Prensip olarak, son dört puan savaşçılar için de geçerliydi.

Sonuç: Bf.109E, uçuş performansında aynı MiG-3, Yak-1 ve LaGG-3'ten çok daha iyi değildi. Ancak, tüm bu otomasyon, Almanlara uçuş performansındaki üstünlükle orantılı olmayan büyük bir avantaj sağladı.

Pilotumuz kollar, geçiş düğmeleri, kollar ve düğmelerle savaşırken (ve I-16'daki iniş takımı düğmesinin 45 dönüşünü de hatırlayabilirsiniz), Alman kendi işini yapıyordu - bir hedef, yön arıyordu. Radar operatörleri ve karadan gözlemciler tarafından kendisine söylenen, avantajlı bir pozisyon seçti ve savaşa hazırlandı.

Büyük Vatanseverlik Savaşı deneyimi, özellikle birinci ve ikinci dönemlerin bir kısmı, esas olarak kara kuvvetlerinin operasyonlarındaki eylemler üzerinde önemli bir etkisi olan avcı havacılığımızın teknik gecikmesi nedeniyle başarısız olduğumuzu gösterdi.

İlk günlerde, Luftwaffe tüm cephe boyunca stratejik hava üstünlüğü kazandı ve bunu Kursk Savaşı'na ve Kuban üzerindeki göklerdeki savaşa kadar elinde tuttu.

Ve şimdi bir ön sonuç çıkarmak mümkün olacak.

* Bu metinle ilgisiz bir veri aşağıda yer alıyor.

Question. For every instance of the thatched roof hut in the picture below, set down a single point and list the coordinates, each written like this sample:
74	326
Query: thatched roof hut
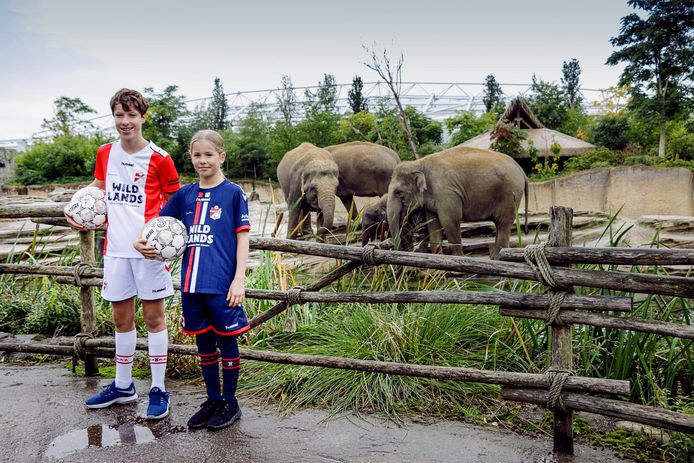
519	114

Savaşın başlangıcında, batıdaki beş sınır bölgesinde revizyon ve testten geçen 377 yeni savaşçı tipimiz vardı.

Ek olarak, eski tip 3156 savaşçı: "manevra kabiliyetine sahip" savaşçılar I-15, I-153 ve "yüksek hızlı" savaşçılar I-16.

resim
resim

Hava savaşının ilk döneminde asıl yükün üzerlerine düştüğü anlaşılır. Pilotlarımızın bu uçaklarda bile düşmana zarar vermesi, en azından uzay aracı hava kuvvetlerinin uçuş personelinin eğitiminin Luftwaffe'deki eğitimden daha düşük olmadığını gösteriyor.

Bununla birlikte, Bf.109F'nin maksimum hızı, M-63 motorlu I-153 avcı uçağının hızından 162 km / s daha yüksekti ve M-63 motorlu I-16 avcı uçağının hızına kıyasla 123 km / s ile.

Artı teknik yenilikler, artı radyo iletişiminin varlığı.

Bu arada, Doğu Cephesindeki 1233 Luftwaffe avcı uçağından en yeni Bf 109F'ler 593 adetti. Yani, başlangıçta yeni uçağımızdan daha fazlası vardı. Bu 423 adet Bf.109E'yi de yeni tiplerimizle eşit düzeyde eklersek, tablo genel olarak üzücü. 377 yenimize karşı 1016 yeni "haberci".

Yukarıdakilerin tümü ile, Luftwaffe'nin neden üç yıl boyunca hava üstünlüğünü kolayca ve doğal olarak güvence altına aldığı anlaşılabilir, değil mi?

Ancak bir sonraki bölümde bahsedeceğimiz üçüncü bir nüans var ve ardından nihai bir sonuca varacağız.